Born Mary J. Horstmann, in Philadelphia, on March 27, 1907, she was one of a family of six children. During her youth, Mary attended St. Leonard’s Academy and then enrolled at Rosemont College, where she graduated in 1925. She married John McShain, in 1927. A Lady of the Grand Cross of the Holy Sepulchre and a Dame of Malta, she was the recipient, in 1976, of the highest honour the Vatican can bestow on a laywoman, the Pro Ecclesia et Pontifice Cross. In 1977, she was given honorary doctorates from three universities. Mary and John McShain collaborated in many ventures.
In 1952, they established the Barclay Stable in the US, and in 1955 extended it to Ireland, firstly engaging Vincent O’Brien as trainer, and later John Oxx. Their famous filly, Gladness, took the Goodwood Cup, the Ebor Handicap and the Ascot Gold Cup. They had an Irish Derby, St Leger and Prix de l’Arc de Triomphe winner in Ballymoss which became Champion of Europe in 1958.

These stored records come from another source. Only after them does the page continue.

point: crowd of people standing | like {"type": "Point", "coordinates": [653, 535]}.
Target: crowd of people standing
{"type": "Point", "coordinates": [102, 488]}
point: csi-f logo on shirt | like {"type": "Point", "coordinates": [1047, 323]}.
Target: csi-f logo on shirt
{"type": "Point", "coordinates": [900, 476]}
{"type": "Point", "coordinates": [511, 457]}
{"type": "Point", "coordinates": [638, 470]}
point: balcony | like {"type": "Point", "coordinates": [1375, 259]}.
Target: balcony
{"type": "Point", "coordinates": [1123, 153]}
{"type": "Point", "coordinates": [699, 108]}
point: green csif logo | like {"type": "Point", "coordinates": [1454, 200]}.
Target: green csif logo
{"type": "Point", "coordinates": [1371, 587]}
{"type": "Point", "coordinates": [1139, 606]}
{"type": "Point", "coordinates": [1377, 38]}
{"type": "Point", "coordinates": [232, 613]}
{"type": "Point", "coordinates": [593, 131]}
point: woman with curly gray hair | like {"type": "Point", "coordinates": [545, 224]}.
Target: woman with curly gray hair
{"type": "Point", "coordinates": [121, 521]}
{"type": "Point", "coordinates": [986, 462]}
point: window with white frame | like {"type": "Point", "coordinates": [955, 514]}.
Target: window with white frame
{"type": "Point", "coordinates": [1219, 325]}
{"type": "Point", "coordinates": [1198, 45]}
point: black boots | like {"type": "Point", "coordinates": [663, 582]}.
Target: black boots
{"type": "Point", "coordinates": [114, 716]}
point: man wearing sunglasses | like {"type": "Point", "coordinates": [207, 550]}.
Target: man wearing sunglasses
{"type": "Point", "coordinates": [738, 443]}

Mr McShain became a member of a syndicate of wealthy businessmen which had purchased in the late fifties the estate, which covers about 25,000 acres. It included the Middle and Lower Lakes and other priceless, scenic property.
So that there would be no undesirable developments, he soon acquired the shares of all the other members.
According to Sr Pauline, her parents, from their earliest days in Killarney, considered the future of the lakes and lands they held in stewardship.
In 1973, they made a gift to the nation of Innisfallen Island and the ruins of its historic abbey. They also gave Ross Castle to the guardianship of the State. Realising that the Killarney Estate was the property most desired by the Government, the McShains decided, in 1979, to turn over the estate for a nominal sum on the understanding they would retain a life tenancy of the house and some acreage.
Before signing the agreement, they insisted on the condition that the lands would be incorporated into Killarney National Park in perpetuity.